O conselho diretor da Federação Brasileira de Bancos (Febraban) acaba de aprovar uma mudança na presidência-executiva da entidade.
Em reunião no início da noite desta segunda-feira (31), o colegiado aprovou a indicação de Leandro Vilain para substituir Isaac Sidney.
Vilain é o atual presidente da Associação Brasileira de Bancos (ABBC), que reúne bancos pequenos e médios e fintechs.
A mudança será efetivada após período de transição que irá até o fim de outubro, passadas as eleições presidenciais no Brasil.
A Febraban afirmou, em comunicado, que a alteração se dá em meio a uma “transição institucional harmoniosa e planejada”, conduzida junto com Sidney, que formalizou o pedido para deixar o cargo.
“A mudança na liderança executiva reflete uma decisão alinhada há mais de um ano”, disse a entidade na nota.
De acordo com a Febraban, Sidney sinalizou em março do ano passado ao então presidente do conselho diretor, Luiz Carlos Trabuco, do Bradesco, que planejava sair depois de dois mandatos como presidente – o que aconteceria em março deste ano.
Porém, 2025 foi um ano conturbado, com a crise do Banco Master e a consequente necessidade de reabastecer o caixa do Fundo Garantidor de Créditos (FGC), e a mudança acabou não acontecendo naquele momento.
Em março deste ano, Trabuco deixou o conselho e Milton Maluhy Filho, CEO do Itaú Unibanco, foi eleito em chapa única para assumir o colegiado.
Àquela altura, Sidney disse a interlocutores ouvidos pelo Valor que ficaria até o fim deste ano, depois do período eleitoral.
Sidney assumiu a presidência da Febraban em março de 2020, auge da pandemia de covid-19, quando participou de negociações intensas sobre linhas de crédito emergenciais para conter os efeitos da crise.
No total, passou mais de sete anos em cargos diretivos na Febraban, onde entrou primeiro como vice-presidente.
Em sua gestão, a Febraban passou por um processo de modernização e maior abertura, que a levou a se comunicar mais com a sociedade.
Houve também uma maior aproximação entre a Febraban e outras associações do setor.
Antes disso, Sidney foi procurador-geral e diretor do Banco Central.
Quando deixou a autarquia, passou alguns meses no Warde Advogados, onde implementou a área de direito bancário.
Vêm desse breve período os momentos mais polêmicos da carreira de Sidney.
No Warde, ele advogou para o Banco Máxima, atuando na assessoria jurídica do pedido de compra da instituição financeira, que mais tarde seria renomeada de Master, por Daniel Vorcaro.

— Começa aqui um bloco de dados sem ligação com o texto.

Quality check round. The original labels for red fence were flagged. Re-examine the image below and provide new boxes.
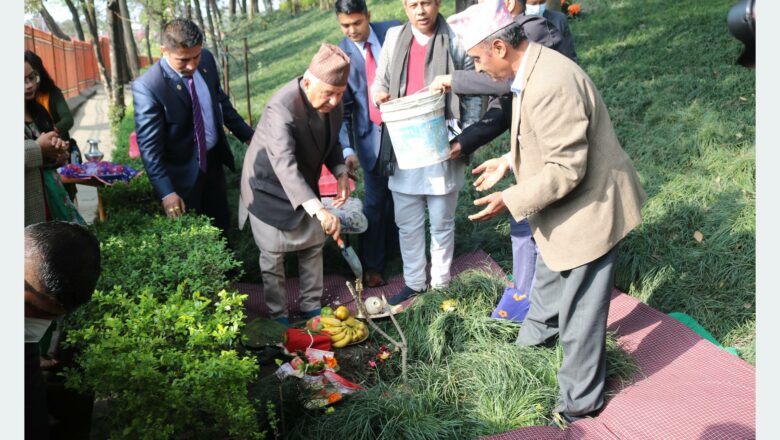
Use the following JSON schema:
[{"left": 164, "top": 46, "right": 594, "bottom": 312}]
[
  {"left": 24, "top": 26, "right": 154, "bottom": 98},
  {"left": 24, "top": 26, "right": 108, "bottom": 98}
]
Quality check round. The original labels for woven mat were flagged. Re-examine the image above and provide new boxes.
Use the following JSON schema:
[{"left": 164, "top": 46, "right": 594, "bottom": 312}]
[
  {"left": 486, "top": 291, "right": 756, "bottom": 440},
  {"left": 232, "top": 250, "right": 504, "bottom": 319}
]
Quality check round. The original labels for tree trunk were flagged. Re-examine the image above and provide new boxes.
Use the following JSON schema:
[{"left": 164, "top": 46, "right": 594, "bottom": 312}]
[
  {"left": 118, "top": 0, "right": 141, "bottom": 79},
  {"left": 81, "top": 0, "right": 111, "bottom": 96},
  {"left": 455, "top": 0, "right": 478, "bottom": 12},
  {"left": 106, "top": 0, "right": 125, "bottom": 120},
  {"left": 206, "top": 0, "right": 222, "bottom": 40},
  {"left": 144, "top": 0, "right": 154, "bottom": 65},
  {"left": 546, "top": 0, "right": 561, "bottom": 11},
  {"left": 211, "top": 0, "right": 222, "bottom": 21},
  {"left": 65, "top": 0, "right": 86, "bottom": 41},
  {"left": 192, "top": 0, "right": 206, "bottom": 44},
  {"left": 38, "top": 2, "right": 70, "bottom": 41},
  {"left": 206, "top": 0, "right": 219, "bottom": 59}
]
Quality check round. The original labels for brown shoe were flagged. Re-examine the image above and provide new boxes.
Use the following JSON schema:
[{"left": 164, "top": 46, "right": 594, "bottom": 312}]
[{"left": 363, "top": 270, "right": 386, "bottom": 287}]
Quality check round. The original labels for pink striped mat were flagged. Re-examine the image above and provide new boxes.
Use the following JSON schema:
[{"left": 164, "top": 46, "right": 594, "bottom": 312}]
[
  {"left": 233, "top": 251, "right": 755, "bottom": 440},
  {"left": 486, "top": 291, "right": 756, "bottom": 440}
]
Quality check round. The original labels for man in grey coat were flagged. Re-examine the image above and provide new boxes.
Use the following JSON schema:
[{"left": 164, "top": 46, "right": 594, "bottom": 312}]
[
  {"left": 371, "top": 0, "right": 481, "bottom": 304},
  {"left": 238, "top": 43, "right": 349, "bottom": 324}
]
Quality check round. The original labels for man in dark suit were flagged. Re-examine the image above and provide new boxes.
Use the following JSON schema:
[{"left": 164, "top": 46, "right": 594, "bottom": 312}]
[
  {"left": 503, "top": 0, "right": 579, "bottom": 63},
  {"left": 335, "top": 0, "right": 401, "bottom": 287},
  {"left": 133, "top": 18, "right": 253, "bottom": 233},
  {"left": 238, "top": 43, "right": 349, "bottom": 324}
]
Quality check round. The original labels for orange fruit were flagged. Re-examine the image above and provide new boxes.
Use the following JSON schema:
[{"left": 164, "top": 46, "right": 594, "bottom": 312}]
[{"left": 333, "top": 306, "right": 349, "bottom": 321}]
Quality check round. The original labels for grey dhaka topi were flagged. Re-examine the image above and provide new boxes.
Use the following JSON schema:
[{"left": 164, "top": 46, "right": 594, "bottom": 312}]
[{"left": 309, "top": 43, "right": 349, "bottom": 87}]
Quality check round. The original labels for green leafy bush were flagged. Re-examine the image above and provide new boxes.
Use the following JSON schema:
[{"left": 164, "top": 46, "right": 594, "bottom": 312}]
[
  {"left": 65, "top": 285, "right": 263, "bottom": 439},
  {"left": 90, "top": 212, "right": 240, "bottom": 302}
]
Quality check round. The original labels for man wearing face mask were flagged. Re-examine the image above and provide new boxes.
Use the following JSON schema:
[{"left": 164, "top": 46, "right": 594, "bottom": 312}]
[
  {"left": 24, "top": 221, "right": 100, "bottom": 439},
  {"left": 516, "top": 0, "right": 579, "bottom": 63},
  {"left": 238, "top": 43, "right": 350, "bottom": 324}
]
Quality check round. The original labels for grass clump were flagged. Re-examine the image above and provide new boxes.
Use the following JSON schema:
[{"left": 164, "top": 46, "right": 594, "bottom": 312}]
[{"left": 265, "top": 270, "right": 637, "bottom": 439}]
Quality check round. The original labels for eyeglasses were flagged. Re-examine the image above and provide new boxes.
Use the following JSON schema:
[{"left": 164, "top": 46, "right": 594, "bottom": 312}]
[{"left": 24, "top": 72, "right": 41, "bottom": 85}]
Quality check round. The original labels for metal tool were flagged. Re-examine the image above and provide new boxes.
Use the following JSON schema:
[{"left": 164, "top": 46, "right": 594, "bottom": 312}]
[{"left": 336, "top": 238, "right": 363, "bottom": 281}]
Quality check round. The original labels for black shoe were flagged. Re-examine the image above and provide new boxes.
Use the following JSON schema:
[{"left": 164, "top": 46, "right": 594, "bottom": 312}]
[{"left": 387, "top": 285, "right": 423, "bottom": 306}]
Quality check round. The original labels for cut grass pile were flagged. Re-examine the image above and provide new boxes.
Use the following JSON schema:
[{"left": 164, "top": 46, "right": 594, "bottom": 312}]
[{"left": 254, "top": 270, "right": 636, "bottom": 440}]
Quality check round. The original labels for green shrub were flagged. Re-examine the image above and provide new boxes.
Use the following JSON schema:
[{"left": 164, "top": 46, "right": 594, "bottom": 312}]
[
  {"left": 65, "top": 285, "right": 263, "bottom": 439},
  {"left": 90, "top": 212, "right": 240, "bottom": 295}
]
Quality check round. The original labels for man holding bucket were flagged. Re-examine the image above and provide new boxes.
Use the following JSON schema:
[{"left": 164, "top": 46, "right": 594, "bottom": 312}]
[
  {"left": 371, "top": 0, "right": 481, "bottom": 304},
  {"left": 450, "top": 0, "right": 647, "bottom": 423},
  {"left": 238, "top": 43, "right": 349, "bottom": 324}
]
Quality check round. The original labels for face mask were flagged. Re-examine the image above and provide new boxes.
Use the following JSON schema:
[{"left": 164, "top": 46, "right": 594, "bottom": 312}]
[
  {"left": 24, "top": 318, "right": 51, "bottom": 342},
  {"left": 525, "top": 3, "right": 545, "bottom": 17}
]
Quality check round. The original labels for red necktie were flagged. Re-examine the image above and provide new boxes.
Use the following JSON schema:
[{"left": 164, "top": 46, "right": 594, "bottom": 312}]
[
  {"left": 364, "top": 41, "right": 382, "bottom": 125},
  {"left": 184, "top": 77, "right": 207, "bottom": 173}
]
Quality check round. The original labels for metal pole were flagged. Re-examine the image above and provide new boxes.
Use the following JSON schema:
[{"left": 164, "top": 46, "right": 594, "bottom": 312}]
[
  {"left": 244, "top": 37, "right": 255, "bottom": 127},
  {"left": 222, "top": 44, "right": 230, "bottom": 96}
]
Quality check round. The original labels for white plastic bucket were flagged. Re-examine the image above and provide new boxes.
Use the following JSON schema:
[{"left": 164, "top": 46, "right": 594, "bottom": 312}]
[{"left": 379, "top": 91, "right": 450, "bottom": 170}]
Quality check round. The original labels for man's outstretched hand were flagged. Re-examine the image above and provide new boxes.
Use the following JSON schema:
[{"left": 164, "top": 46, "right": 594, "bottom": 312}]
[{"left": 469, "top": 192, "right": 506, "bottom": 222}]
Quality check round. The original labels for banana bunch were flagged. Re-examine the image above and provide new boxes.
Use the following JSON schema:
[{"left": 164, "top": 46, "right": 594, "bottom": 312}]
[{"left": 320, "top": 316, "right": 368, "bottom": 348}]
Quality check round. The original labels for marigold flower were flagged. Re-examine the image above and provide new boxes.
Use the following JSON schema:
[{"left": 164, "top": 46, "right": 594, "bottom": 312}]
[{"left": 322, "top": 356, "right": 339, "bottom": 370}]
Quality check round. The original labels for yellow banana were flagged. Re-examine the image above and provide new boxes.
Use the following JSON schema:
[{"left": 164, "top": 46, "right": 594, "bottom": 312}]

Em julho, o Valor revelou que Sidney tomou um financiamento imobiliário de R$ 5,5 milhões junto ao Master em 2020, quando já presidia a Febraban.
Ele apresentou à reportagem o termo de quitação do empréstimo.
O episódio causou mal-estar no setor e na própria Febraban, e levou a especulações de que haveria mudanças no comando da entidade.
De qualquer forma, as conversas para substituição de Sidney já vinham em curso desde antes.
Vilain, o novo presidente, trabalhou durante nove anos na diretoria da Febraban e também foi sócio da consultoria Oliver Wyman antes de ir para a ABBC.
Em sua trajetória, o executivo atuou em uma série de temas de inovação no setor, como o Pix e o open finance.
“Sua trajetória e, em especial, sua recente atuação no comando da ABBC são bem aderentes e guardam pertinência temática com a agenda conduzida pela Febraban”, afirmou a entidade.
No comunicado, a Febraban agradeceu a “relevante gestão de Isaac Sidney”.
“Seu mandato foi marcado pelo fortalecimento da imagem do setor bancário, pela ampliação e consolidação da visibilidade institucional e estatura da entidade, além de sua atuação incansável e consistente na condução de temas estratégicos e críticos para a indústria financeira, atuando sempre no melhor interesse do país”, afirmou.